Как отмечал В. М. Жирмунский237, между гносеологическими воззрениями немецких романтиков и философией Канта имеется важное сходство. Оно заключено в особой роли, какую они приписывали разуму (в отличие от рассудка): разум стремится к бесконечному - к тому же, к чему стремится мистическая интуиция или религиозное чувство. Ф. Шлегель, например, утверждал, что именно разум своей деятельностью, которая имеет необходимый характер, создает идеалы, источником которых является "горячая жажда вечности, томление по Богу, то есть самое благородное нашей природы"238. Однако, если для Канта мистическое переживание есть продукт воображения, то для романтиков оно является источником опыта, который вполне может быть ассимилирован разумом. В этом смысле мистика не противоречит эмпиризму: как заметил С. Н. Булгаков, "эмпирическое чувство реальности, опирающееся на интуицию, иногда называется верой или же "мистическим эмпиризмом"239. Романтики, конечно, говорили не просто о познавательной интуиции, а о любовном чувстве, единящим человека с природой, но это не слишком меняет дело: в любом случае опыт мистического переживания не сводится к субъективно-психологическому своему содержанию, а представляет собой знание об объекте, именно мистическая природа которого позволяет субъекту "слиться" с познаваемым.
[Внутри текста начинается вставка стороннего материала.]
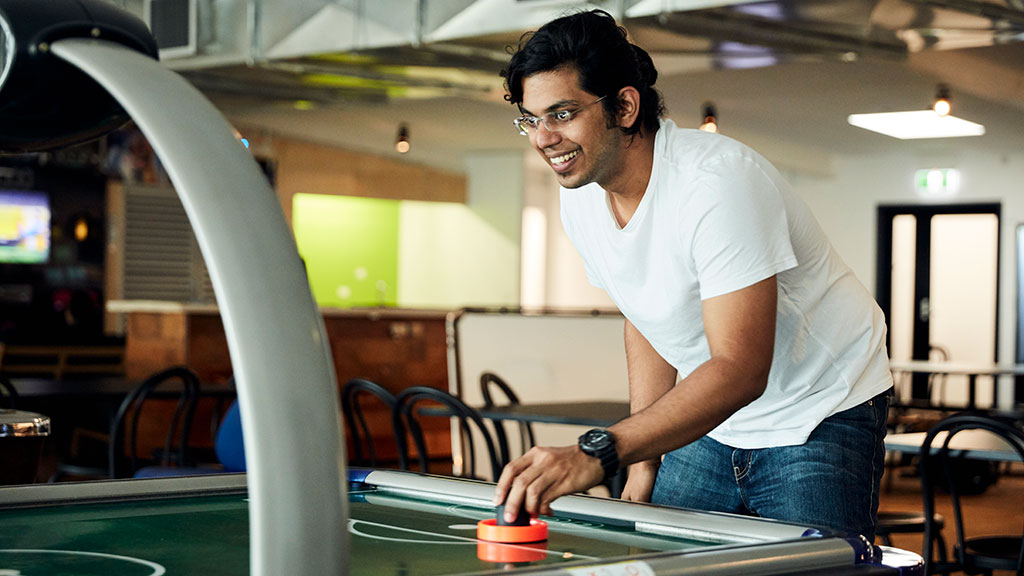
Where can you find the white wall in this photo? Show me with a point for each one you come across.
(846, 202)
(453, 255)
(844, 193)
Такое понимание интуиции впоследствии развивал Н. О. Лосский, для которого единство чувственного, интеллектуального и мистического было существенной характеристикой разумного, а значит, и научного познания240.
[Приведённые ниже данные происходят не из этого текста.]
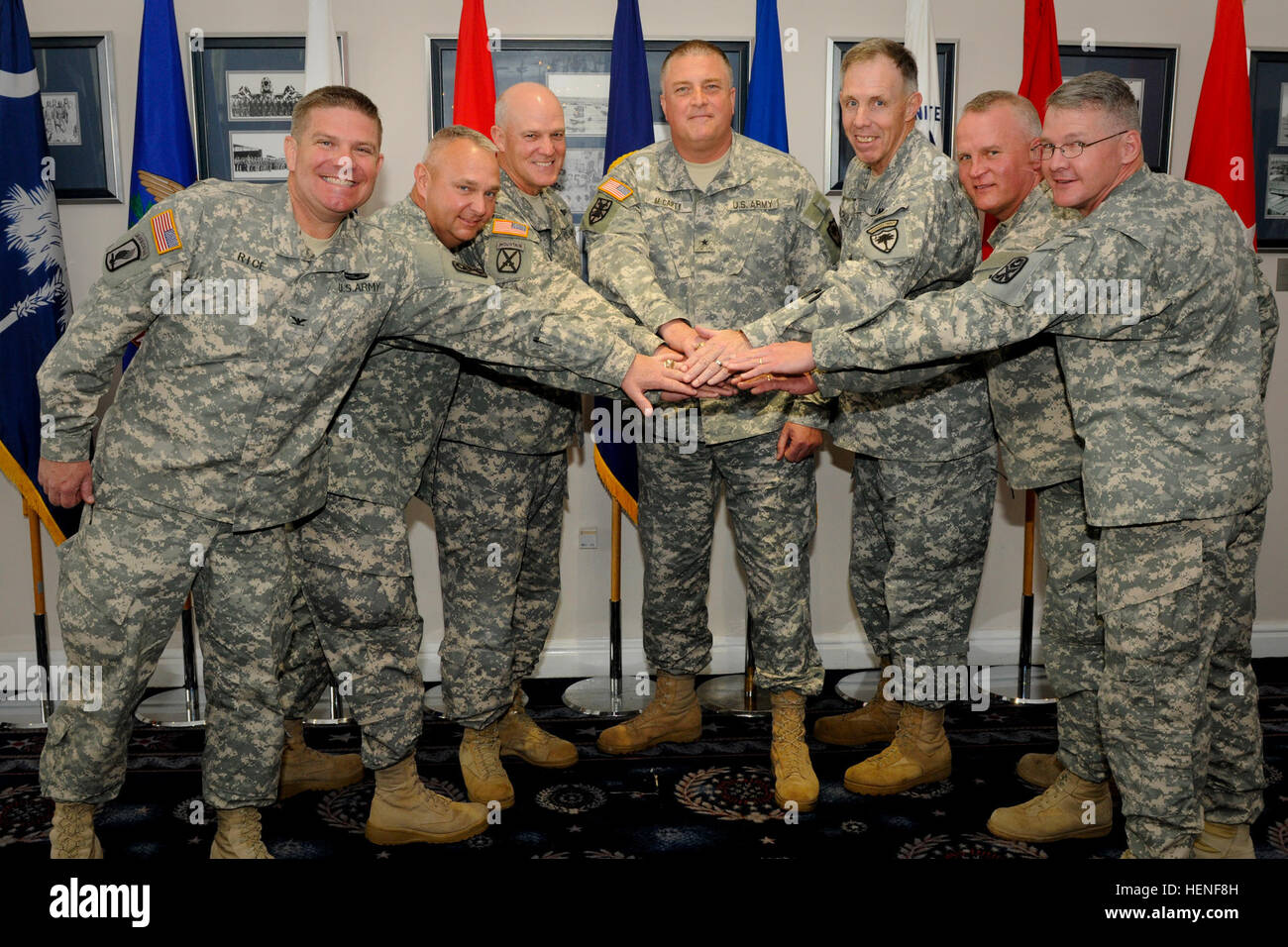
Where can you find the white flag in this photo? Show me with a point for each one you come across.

По сути, расширительное толкование разума романтиками явилось попыткой восстановить в правах разум в науке, поскольку, по Канту, в науке хозяином является рассудок, а "чистый разум", пытаясь объять бесконечное, разрушается в диалектических антиномиях, на которых, естественно, наука строиться не может. Гегель, рассматривая взаимообращения рассудка и разума, писал: "То, что мы называем рациональным, принадлежит на самом деле области рассудка, а то, что мы называем иррациональным, есть скорее начало и след разумности... Благодаря тому, что конечное познание не сознает природы употребляемого им метода и его отношения к содержанию, оно может не заметить того, что... дошло до своей границы, а когда оно переходит эту границу, оно не знает, что находится в области, в которой определения рассудка уже не имеют силы, и продолжает грубо применять их там, где они уже неприменимы"241. Н. С. Автономова отметила, что несомненный рационализм Гегеля сочетался со столь несомненным тяготением к "мистике идей", которая при внимательном рассмотрении оказывается просто способностью разума постигать то, что кажется (рассудку) непостижимым (например, единство противоположностей), хотя "элемент непостижимости, таинственности всякий раз оказывается весьма существенным"242. Гегель писал: "Все разумное мы, следовательно, должны вместе с тем назвать мистическим, говоря этим лишь то, что оно должно рассматриваться вообще как недоступное мышлению и непостижимое"243. Хотя у Гегеля речь идет о диалектике разума, позволяющей осуществлять "конкретное единство тех определений, которые рассудок признает истинными лишь в их раздельности и противопоставленности"244, гегелевскую мысль легко применить к романтической мистике, которая пыталась превратить в разумное то, что не могло быть постигнуто мышлением классической науки.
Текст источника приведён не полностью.